That spear did, as it were, break the alabaster box and let out the sweet perfume. What, then, was there in the Savior’s heart? Men carry in their hearts that which is dearest. The true man is what he is at the heart’s core. What was our blessed Redeemer’s life-thought — the constraining motive of his life-work? Upon what did he most of all concentrate the desires and affections of his heart? See you not that when pierced there flowed forth blood and water? Those two things, then, must have been the nearest to the purpose of his heart. Hence I discern that in my Lord’s heart, there was, first, a strong determination to purge sinners from their guilt by his blood.
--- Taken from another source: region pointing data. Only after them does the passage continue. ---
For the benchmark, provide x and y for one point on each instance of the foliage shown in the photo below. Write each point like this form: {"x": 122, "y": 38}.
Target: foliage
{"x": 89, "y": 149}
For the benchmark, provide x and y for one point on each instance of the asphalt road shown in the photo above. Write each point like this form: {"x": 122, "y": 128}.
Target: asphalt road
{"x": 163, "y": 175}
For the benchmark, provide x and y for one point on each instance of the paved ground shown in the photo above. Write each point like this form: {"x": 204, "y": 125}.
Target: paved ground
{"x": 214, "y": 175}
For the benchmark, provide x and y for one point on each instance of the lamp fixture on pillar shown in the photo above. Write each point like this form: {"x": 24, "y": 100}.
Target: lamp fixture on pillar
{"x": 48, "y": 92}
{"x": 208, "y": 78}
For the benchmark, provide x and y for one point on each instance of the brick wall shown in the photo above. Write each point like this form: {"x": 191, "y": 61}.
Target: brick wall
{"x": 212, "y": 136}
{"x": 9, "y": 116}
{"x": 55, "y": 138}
The atoning sacrifice is not merely the hand blood of the Savior’s work, nor is it merely the foot blood of the Savior’s journeying through the vale of tears; it was his heart’s blood, indicative of heart work — it was the blood of redemption shed for us. He loved that work. He was straitened till he could accomplish it. And let me tell thee it is Christ’s joy to wash thee from thy sin; Start not back because thy conscience is troubled. He has opened a fountain for thy uncleanness — in the very midst of the house of David has he opened it. He delights to take away thy guilt.

“Dear, dying Lamb, ’thy precious blood
Shall never lose its power,’
Till all the ransomed Church of God
Is saved to sin no more.”

It has not lost its power; then for me let it plead; to me let it be precious. Let me feel its potent virtue. By it may I have boldness. Like the Apostle, may I say, “Who shall lay anything to the charge of God’s elect? It is God that justifieth; who is he that condemneth? It is Christ that died.” Oh! to have the blood applied to the conscience. Rest not till you hear it speak peace through your whole nature, till you see the curse removed, and are assured that there is, therefore, now no condemnation for you because you are in Christ Jesus. It is Christ’s heart work to redeem his people by his blood. Oh! that he may now see of the travail of his soul in your redemption!

Moreover, beloved, in Christ’s heart there was the water as well as the blood. He would have his people sanctified as well as pardoned; he would deliver them from the power as well as from the guilt of sin. I believe this is very near Christ’s heart. That he may present his Church without spot, or wrinkle, or any such thing is his design as well as his desire. His spirit is working to this end. That he might not suffer so much as a single, stain to rest upon the nature of his people is alike the pleasure and the purpose of Christ. He has put their guilt away by the sacrifice of himself. This is done. Yet he continues to demand their self-sacrifice, that he may put away their-evil propensities, the fruit of their first father’s fall. My soul, glorify the pierced heart of Christ. Give him to see in thyself the effect of the water that flowed from his heart. “Be ye holy,” saith he, “as I am holy. Be ye perfect,” he says again, “even as your Father which is in heaven is perfect.” Deny the flesh with its affections and lusts. Separate yourselves from sinners. Avoid partaking of other men’s sins. Like him, be ye “holy, harmless, undefiled, and separate from sinners.” This can only be effected by the Spirit’s vital application of the Savior’s atoning death. Stay thou at the cross: foot; live under the influence of his passion; pray that ye may rise out of this world’s fading, failing vanity into newness of life, through his pierced heart. In fine, let us stand in penitence before the Crucified One, and mourn that we pierced him; but let us stand in his propitiation, rejoicing that his piercing has procured our pardon. So let us go on our way, resolved, by his help, that we will glorify him “in all manner of holy conversation and godliness.” For “he that saw it bare record, and his record is true, and he knoweth that he saith true, that ye might believe.” May you believe, may you all believe the record true! Believing, you shall have life through his name. Amen.